From the moment that we purchased Zora,I guess you could say our life has not been ‘simple’ . Date nights turned into boat nights (day and night to be precise), but it will all be worth it when we are both living our life under sail, blue seas and sandy beaches in sight.
After our purchase of Zora the hard work began and the realisation of the months and years of work ahead of us. The first few weeks composed of a lot of weekly and monthly goals to forge out a plan of action, and coupled with the typical Irish weather in January (rain, cold and more rain) it was to say the least a tedious first few weeks. Wrapped up in a million layers (mainly Niamh) we began the task of sorting Zora both inside and out. The main goal was to find our feet and to get a routine going.
First on our agenda was the rigging. All of the rigging needed to be replaced and the overpowering statue that was the mast had to be dropped. This was our first big job onboard Zora. Little jobs (yet important) took place in the run up to our first big boat moment. Measurements, welding and portholes were among the vast list. It was slow progress, weekends mostly due to work commitments and our living situation. Frustrating at times but as they say ‘slow progress is better than no progress’.
The ‘dropping of the mast’ was our first big milestone in Zoras journey. Her rigging needed completely replaced so we set a date ( end of February/start of march) With the help of friends and the owners of the yard and of course an impressive crane. It was no easy task, coupled with rain and wind it was an eventful day. All 55ft of mast was lifted with the help of a few brave souls climbing the mast to secure the crane in place. It was a sight to be seen. (You can check it out on our YouTube channel https://www.youtube.com/watch?v=Ccs05JRlFBw ) Once the mast was securely laid upon our make shift work-bench, we began the inspection of what needed to be done. We would have a good few weeks to do repairs and checks before erecting the mast once again.
The rigging actually came from a boat that was wrecked a few years ago and the boom had never been tested on Zora yet, so before the mast was taken down we checked if we had to modify the boom in case we had to do any adjustments on the ground. Thankfully the boom just about cleared the rigging. And so the list of repairs began to build…..

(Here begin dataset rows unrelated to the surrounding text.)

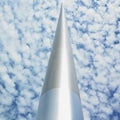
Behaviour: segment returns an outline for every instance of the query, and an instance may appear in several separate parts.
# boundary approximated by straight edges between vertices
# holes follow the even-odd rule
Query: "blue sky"
[[[58,0],[0,0],[0,119],[35,120]],[[120,118],[119,0],[64,1],[85,120]]]

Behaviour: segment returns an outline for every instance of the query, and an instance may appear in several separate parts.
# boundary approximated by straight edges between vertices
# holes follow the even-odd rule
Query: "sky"
[[[120,119],[120,1],[63,1],[84,120]],[[61,1],[0,0],[0,120],[35,120]]]

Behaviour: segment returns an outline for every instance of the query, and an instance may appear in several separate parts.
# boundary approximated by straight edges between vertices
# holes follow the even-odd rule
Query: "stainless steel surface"
[[[83,120],[63,6],[40,97],[37,120]]]
[[[80,98],[74,91],[51,89],[40,98],[37,120],[83,120]]]
[[[49,89],[58,87],[73,89],[79,94],[63,6],[60,11],[42,94]]]

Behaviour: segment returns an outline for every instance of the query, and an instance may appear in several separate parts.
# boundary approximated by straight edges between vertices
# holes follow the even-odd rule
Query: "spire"
[[[37,120],[83,120],[63,4],[40,97]]]
[[[62,4],[42,94],[49,89],[63,86],[73,89],[79,94],[64,7]]]

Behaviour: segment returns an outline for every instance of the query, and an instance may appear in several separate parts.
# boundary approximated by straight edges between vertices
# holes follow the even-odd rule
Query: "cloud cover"
[[[120,118],[119,0],[65,3],[85,120]],[[0,119],[35,120],[58,0],[0,0]]]

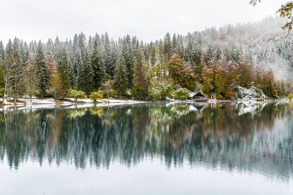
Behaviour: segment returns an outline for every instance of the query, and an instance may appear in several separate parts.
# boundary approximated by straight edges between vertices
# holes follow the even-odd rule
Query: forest
[[[45,42],[15,37],[5,46],[1,40],[1,96],[15,101],[99,92],[156,100],[184,99],[188,91],[200,91],[230,99],[251,90],[255,98],[283,98],[293,92],[293,44],[283,22],[268,17],[186,36],[167,33],[149,42],[129,35],[114,40],[106,32]]]

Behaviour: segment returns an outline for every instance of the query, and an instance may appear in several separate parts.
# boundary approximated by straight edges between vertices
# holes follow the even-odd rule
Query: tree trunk
[[[54,99],[56,101],[56,87],[54,89]]]

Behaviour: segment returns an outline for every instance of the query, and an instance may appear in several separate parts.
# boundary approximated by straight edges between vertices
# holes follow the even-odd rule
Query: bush
[[[172,94],[174,93],[174,89],[172,86],[160,85],[159,86],[160,93],[161,94],[161,98],[165,100],[167,98],[173,98]]]
[[[66,96],[67,98],[73,98],[74,101],[77,102],[78,99],[85,99],[87,97],[85,93],[82,91],[77,91],[75,89],[69,89]]]
[[[186,88],[177,89],[175,92],[175,98],[176,99],[187,100],[189,97],[189,91]]]
[[[91,92],[90,94],[89,98],[92,99],[94,102],[96,102],[97,100],[103,99],[104,92],[102,90],[99,90],[97,92]]]
[[[162,98],[160,91],[156,88],[151,88],[149,90],[149,99],[151,101],[155,101]]]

We needed to fix and secure new mast head lights, decks lights and a steaming light before it was placed back up. Outer stays had to be replaced, and inner stays also had to be taken of and repaired. The running backstays had to be made and a mast headlight as well as the spreader lights had to be fitted. The mast was fully rewired due to damage and we ran tinned copper cabling in it’s place. In short A LOT of work had to be done on the rigging, and it was to be our first big checklist. A deep clean then took place, which let me tell you it was no easy job.
Another big job while we waiting for the rigging was to fix and secure the hatches ensuring the boat was water-tight to a degree from the deck. With the help of friends with welding experience, Rhys was able to secure the forward cabin hatch and place the portholes in place also. Zora was starting to take shape.
As the weeks rolled into months the following was slowly being checked of our list;
- New Rigging
- Fore hatch sealed
- Chain plates re-bedded
- Steering system rebuilt with new bearings
- Prop sent to Darglow for rebuild
- Paint bought
- Full engine rewire
It honestly felt like slow progress, but all these little things checked off our lists actually compiled huge accomplishments for Zora. This brought us up to June where we moved onto Zoras second big milestone…..Painting her blue.
The colour was picked, the equipment bought, the team was ready. It was time to transform Zora to her infamous blue colour. Luckily we had a great few days of sunshine and we got to work early morning for full days of work. I remember the first sweep of the brush like it was yesterday. The sun bounced of the shimmer blue that was slowly eclipsing the grey that Zora had worn for too long. With the help of a team of great friend and family we flew through the day. Yes, this was to be first coat, and many more to come before we do eventually set sail. The following day the mast was placed back up and Zora was look Zora was looking as good as ‘blue’.
Onto Zoras second coat of paint, another team gathered, and sunshine was on our side and sanding was top of the agenda. This was all in preparation for marking the waterline. A task which somehow took a good solid day to measure (you can quiz Rhys on this one).
While Niamh and a solid team of friends took on the task of painting, Rhys was eager to inspect the engine. In case you were not aware our engine took some time to explore the wonders of the sea. Yes, it was under water for some time yet managed to be salvaged and brought back to life. After some brief and frustrating moments we were successful in bringing our engine back to life. Here’s hoping it doesn’t want to venture back under the sea any time soon. This was a particular moment when a sense of relief washed over us (not literally) as fitting a new engine would impact our project budget greatly and the hours of work that was put in, on the hope it would work, would be for nothing. After a new starter motor, alternator and cooling system rebuild, Rhys made a wiring loom for the engine and the engine fired up without a problem. The overpowering noise that brought Zora to life during our engine inspection was music to our ears…..possibly not the neighbours though.